Evaluating the test on 190 clinical samples collected from the 2014 West African Ebola outbreak, as well as 163 samples positive for malaria and 233 healthy controls, the researchers found that it detected Ebola with 90 percent sensitivity and 97.9 percent specificity, and malaria with 100 percent sensitivity and 99.6 percent specificity.

Gerald Kost, director of the point-of-care testing center for teaching and research at the University of California Davis School of Medicine, noted that the 90 percent sensitivity figure the test achieved didn't meet the threshold for effectiveness in the field.

"Until the SERS approach is improved to yield a sensitivity of 95 percent or better, it is dangerous for field applications [because] it will miss cases," he said.

Kost, who was not involved in the research, added, though, that "the researchers are headed in the right direction, as good POC tests are badly needed."

Nathan Ledeboer, medical director for the clinical microbiology and molecular diagnostics laboratories at the Medical College of Wisconsin, said that the actual clinical performance of the Ebola test would vary on the prevalence of the disease in a given setting and the level of clinical suspicion among the patients being tested.

"If you don't have [access] to RT-PCR and you are basing [an initial diagnosis] off clinical symptoms alone, it could be useful," he said. Ledeboer was also not involved in the STM work.

Kristin Weidemaier, senior director, life sciences at BD and senior author on the study, said that the company had no plans to pursue a commercial version of the Ebola test.

Rather, she said, the work was a proof-of-concept study that "enabled us to demonstrate the technological feasibility of using SERS technology for multiplexed point-of-care testing in low resource settings. We hope that the results of this study will enable us to identify partners to further develop the SERS technology, enabling us to license it for use in in vitro diagnostic devices."

BD acquired the SERS technology in 2008 through a license agreement with UK-based nanotechnology firm Oxonica.

Ledeboer noted that SERS has not been widely applied to POC testing to date, but said that depending on the technology's analytical performance, it could prove "a really interesting and novel" POC approach given the apparent simplicity of the sample prep involved.

He said that he would be interested in seeing a thorough evaluation of the assay's analytical sensitivity, noting that if it proved sensitive enough, the SERS approach could serve as the basis of an effective POC-testing technology.

"This could be [BD's] answer to Alere's I or Roche's Cobas Liat [POC systems]," Ledeboer said. Alere's platform, which is now owned by Abbott and has been rebranded ID Now, leverages isothermal nucleic amplification technology, while the Roche system is based on real-time PCR methods.

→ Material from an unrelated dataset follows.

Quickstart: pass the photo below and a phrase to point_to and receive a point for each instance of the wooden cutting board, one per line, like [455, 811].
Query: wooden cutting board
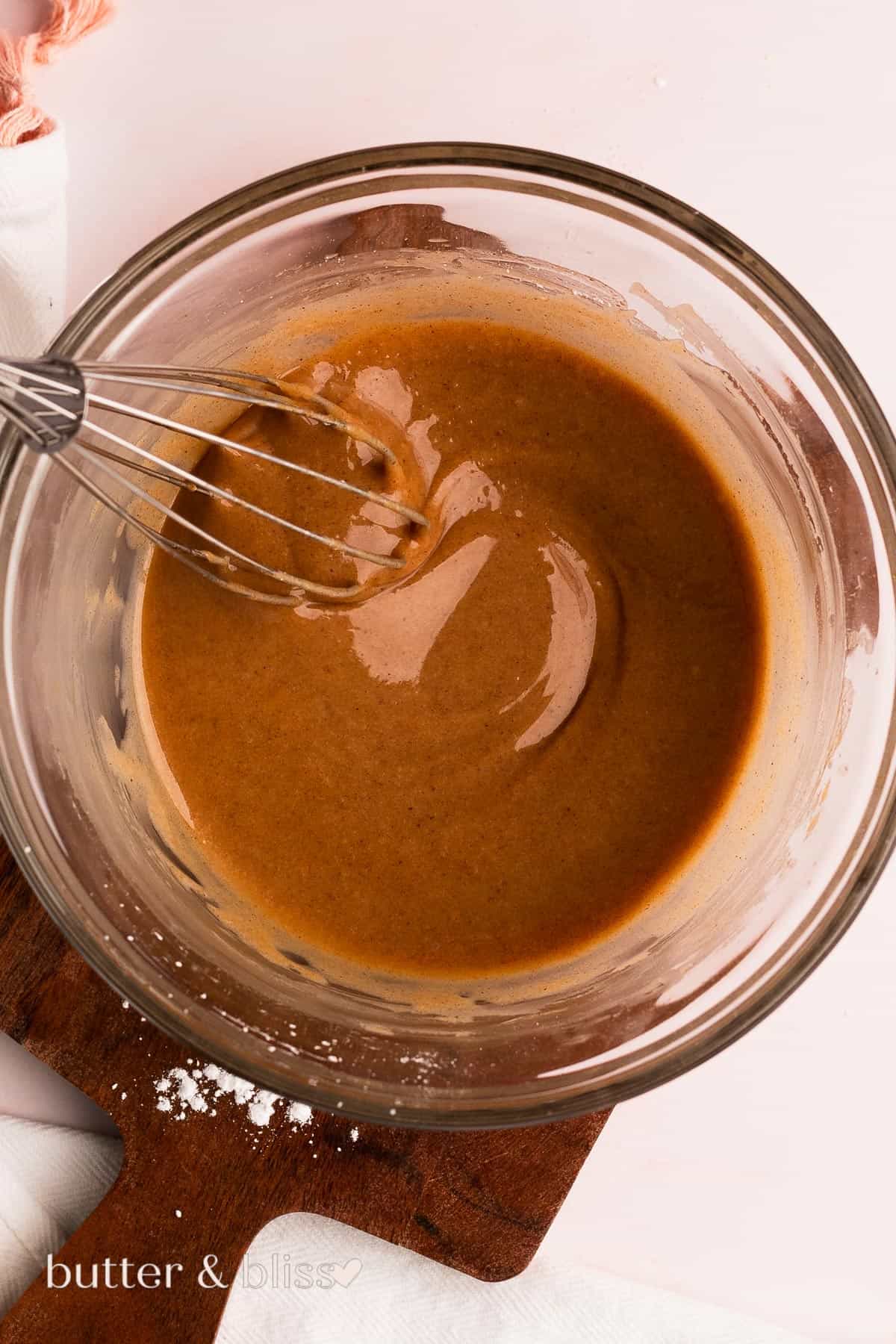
[479, 1201]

While SERS is not an especially widespread diagnostic technology, other firms have developed testing systems based on the approach. For instance, UK-based Renishaw Diagnostics developed a SERS-based assays system called RenDx for microorganism detection. The company received in 2015 CE-IVD certification for the system and a test for identifying 12 Candida and Aspergillus fungal species.

The system failed to gain commercial traction, however, and Renishaw Diagnostics was closed in 2016 by its parent company, the precision engineering firm Renishaw.